Village in County Roscommon, Ireland

Brideswell is a village in the south of County Roscommon, Ireland, 11 km west of the centre of Athlone.

== Education ==
Brideswell National School is the local national (primary) school, and caters for children from junior infants to sixth class. As of early 2020, there were approximately 50 pupils enrolled in the school. Saint Brigid's holy well is located next to the school.

== Facilities ==
There are two public houses in the village. A post office, which was located at the Eskerbane end of the village, is now closed. Adjacent to the post office there is a Gaelic handball alley, which has fallen into disrepair and is now rarely used. O'Connell's shop has closed down in recent years.

== Sport ==
The nearest sports club to the village is Cam Celtic soccer club, which plays its home matches in the local community centre. The local Gaelic football team is St Brigid's GAA. Handball is also played in the handball alley in nearby Curraghboy.

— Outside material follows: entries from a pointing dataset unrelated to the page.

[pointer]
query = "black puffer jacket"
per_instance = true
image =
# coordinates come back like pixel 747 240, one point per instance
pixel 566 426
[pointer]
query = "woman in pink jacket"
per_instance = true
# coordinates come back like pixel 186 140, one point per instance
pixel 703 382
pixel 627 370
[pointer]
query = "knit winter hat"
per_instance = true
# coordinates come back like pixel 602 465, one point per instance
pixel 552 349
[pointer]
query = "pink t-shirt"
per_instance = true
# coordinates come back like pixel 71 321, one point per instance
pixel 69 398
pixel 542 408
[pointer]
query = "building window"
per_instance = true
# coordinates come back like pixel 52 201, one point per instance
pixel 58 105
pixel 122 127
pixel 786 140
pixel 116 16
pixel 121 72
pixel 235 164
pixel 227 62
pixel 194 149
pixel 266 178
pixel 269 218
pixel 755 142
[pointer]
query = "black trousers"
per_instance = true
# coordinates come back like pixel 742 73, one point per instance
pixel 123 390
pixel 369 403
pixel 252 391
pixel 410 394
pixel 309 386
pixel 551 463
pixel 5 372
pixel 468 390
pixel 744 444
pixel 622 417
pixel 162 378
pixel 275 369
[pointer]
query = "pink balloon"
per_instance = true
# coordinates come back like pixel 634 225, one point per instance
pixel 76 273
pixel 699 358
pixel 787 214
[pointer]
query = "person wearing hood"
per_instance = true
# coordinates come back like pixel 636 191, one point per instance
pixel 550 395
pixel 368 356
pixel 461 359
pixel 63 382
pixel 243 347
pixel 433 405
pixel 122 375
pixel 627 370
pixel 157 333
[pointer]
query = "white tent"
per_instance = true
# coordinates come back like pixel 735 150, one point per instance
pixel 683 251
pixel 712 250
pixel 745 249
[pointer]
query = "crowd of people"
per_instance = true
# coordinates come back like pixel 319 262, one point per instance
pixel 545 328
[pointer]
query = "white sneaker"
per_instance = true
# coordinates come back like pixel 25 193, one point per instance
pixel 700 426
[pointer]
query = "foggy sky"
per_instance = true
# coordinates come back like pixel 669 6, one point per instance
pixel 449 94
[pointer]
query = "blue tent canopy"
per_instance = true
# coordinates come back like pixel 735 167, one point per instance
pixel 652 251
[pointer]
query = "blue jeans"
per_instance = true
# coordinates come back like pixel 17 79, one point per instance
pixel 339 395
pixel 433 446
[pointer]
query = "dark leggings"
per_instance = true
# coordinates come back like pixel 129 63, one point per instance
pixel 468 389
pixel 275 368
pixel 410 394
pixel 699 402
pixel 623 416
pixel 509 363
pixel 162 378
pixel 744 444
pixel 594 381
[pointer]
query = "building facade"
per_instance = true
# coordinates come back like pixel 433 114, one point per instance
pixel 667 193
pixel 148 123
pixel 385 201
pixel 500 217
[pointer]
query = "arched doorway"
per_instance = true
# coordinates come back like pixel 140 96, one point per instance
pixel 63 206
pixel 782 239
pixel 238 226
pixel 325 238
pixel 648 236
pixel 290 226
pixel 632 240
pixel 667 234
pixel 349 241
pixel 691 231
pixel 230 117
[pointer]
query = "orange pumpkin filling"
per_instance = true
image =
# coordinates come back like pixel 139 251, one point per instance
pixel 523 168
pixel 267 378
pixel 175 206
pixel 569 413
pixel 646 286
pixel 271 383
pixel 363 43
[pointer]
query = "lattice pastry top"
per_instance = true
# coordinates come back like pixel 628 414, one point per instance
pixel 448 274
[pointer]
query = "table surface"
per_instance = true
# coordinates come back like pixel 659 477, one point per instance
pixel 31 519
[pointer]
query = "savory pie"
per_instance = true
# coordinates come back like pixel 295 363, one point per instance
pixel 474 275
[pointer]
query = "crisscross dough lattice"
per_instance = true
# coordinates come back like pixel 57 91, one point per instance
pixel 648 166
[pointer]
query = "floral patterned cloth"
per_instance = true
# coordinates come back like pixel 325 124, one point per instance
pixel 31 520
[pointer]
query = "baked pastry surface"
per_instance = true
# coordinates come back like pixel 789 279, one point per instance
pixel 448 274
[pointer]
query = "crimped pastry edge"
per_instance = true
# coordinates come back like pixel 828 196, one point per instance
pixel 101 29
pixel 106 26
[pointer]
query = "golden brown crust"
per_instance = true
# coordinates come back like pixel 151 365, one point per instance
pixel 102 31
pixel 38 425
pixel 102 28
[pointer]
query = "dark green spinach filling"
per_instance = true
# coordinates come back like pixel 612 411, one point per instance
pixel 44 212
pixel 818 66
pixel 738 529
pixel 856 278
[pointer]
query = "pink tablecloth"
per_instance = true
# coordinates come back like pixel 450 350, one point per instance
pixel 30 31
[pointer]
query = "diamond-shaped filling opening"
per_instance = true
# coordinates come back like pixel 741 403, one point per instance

Gerald "Gerry" O'Malley (1928–2016) was a Gaelic footballer who played as a centre-back for the Roscommon senior football team. There is a memorial to O'Malley in the area.

== Pattern ==
The pattern (derived from the word 'patron' referring to a patron saint) is an annual event held in the village involving a Mass ceremony. This is followed by a festival in the village for the remainder of the day. The event is dedicated to St. Brigid and has been held annually (in July) since the mid 20th century.